Solidarité aux inculpés du G8 de Gênes 2001

Aujourd’hui vendredi 20 novembre 2009, après un rassemblement place de la République à 17h30 où un dispositif policier à peine croyable était déployé pour une centaine de personnes (invasion de la place par les policiers, longues files de camionnettes postées au début de chaque artère…), nous avons occupé l’institut culturel italien. Nous sommes intervenus à l’issue de la projection d’un film de Pontecorvo (Ritorno ad Algeri) et avons investi pendant plusieurs heures la grande salle.

Sur cette base d’action collective de lutte, nous désirons lancer une campagne d’information contre la sentence prononcée le 9 octobre en appel contre dix inculpés du G8 de Gênes 2001, des peines exorbitantes qui dépassent toutes les limites en matière de répression de la contestation sociale. 8 à 15 ans de prison pour des faits de destruction et de violence de rue.

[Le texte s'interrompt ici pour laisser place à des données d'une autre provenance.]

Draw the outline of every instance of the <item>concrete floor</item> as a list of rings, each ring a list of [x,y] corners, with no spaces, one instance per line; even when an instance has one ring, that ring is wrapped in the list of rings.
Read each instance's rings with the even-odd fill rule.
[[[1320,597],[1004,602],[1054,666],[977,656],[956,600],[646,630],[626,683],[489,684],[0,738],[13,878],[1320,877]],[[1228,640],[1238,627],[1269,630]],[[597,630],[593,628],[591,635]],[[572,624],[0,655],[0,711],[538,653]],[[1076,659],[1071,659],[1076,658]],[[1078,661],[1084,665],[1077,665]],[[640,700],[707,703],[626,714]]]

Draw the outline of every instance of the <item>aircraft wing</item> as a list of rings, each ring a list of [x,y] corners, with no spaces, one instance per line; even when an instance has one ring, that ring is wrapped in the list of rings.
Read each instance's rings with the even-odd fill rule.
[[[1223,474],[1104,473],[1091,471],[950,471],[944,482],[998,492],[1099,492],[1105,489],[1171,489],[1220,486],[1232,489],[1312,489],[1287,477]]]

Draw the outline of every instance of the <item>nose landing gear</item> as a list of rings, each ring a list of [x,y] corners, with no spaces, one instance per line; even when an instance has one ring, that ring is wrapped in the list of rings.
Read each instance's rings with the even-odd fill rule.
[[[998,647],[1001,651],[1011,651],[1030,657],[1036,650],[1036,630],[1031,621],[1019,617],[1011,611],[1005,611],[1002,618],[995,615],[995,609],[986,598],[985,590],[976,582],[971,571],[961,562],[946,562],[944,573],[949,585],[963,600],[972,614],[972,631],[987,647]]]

Nous voulons, contre ce jugement inique, envoyer un signal à nos camarades italiens par notre présence dans ce lieu symbolique, ambassade culturelle de l’Italie qui se trouve, de plus, être directement territoire italien. Nous voyons aussi que ce jugement, s’il se signale par son extravagance, prend place dans un cortège de décisions judiciaires et d’actions policières ultra-répressives et violentes dans toute l’Europe. Car si le programme de l’État libéral a longtemps été hypocritement «Tout ce qui n’est pas illégal est permis», aujourd’hui, il affirme franchement «Tout ce qui n’est pas expressément autorisé est illégal». Les formes de conflit, de révolte variées, dont le contre-sommet de Gênes a été un moment important, doivent être étouffées.

Résistons à la répression !

Assemblée générale dimanche 22 novembre à 17 heures au CICP
21ter rue Voltaire, Métro Rue des Boulets, Paris


No G8 France, 21 novembre 2009.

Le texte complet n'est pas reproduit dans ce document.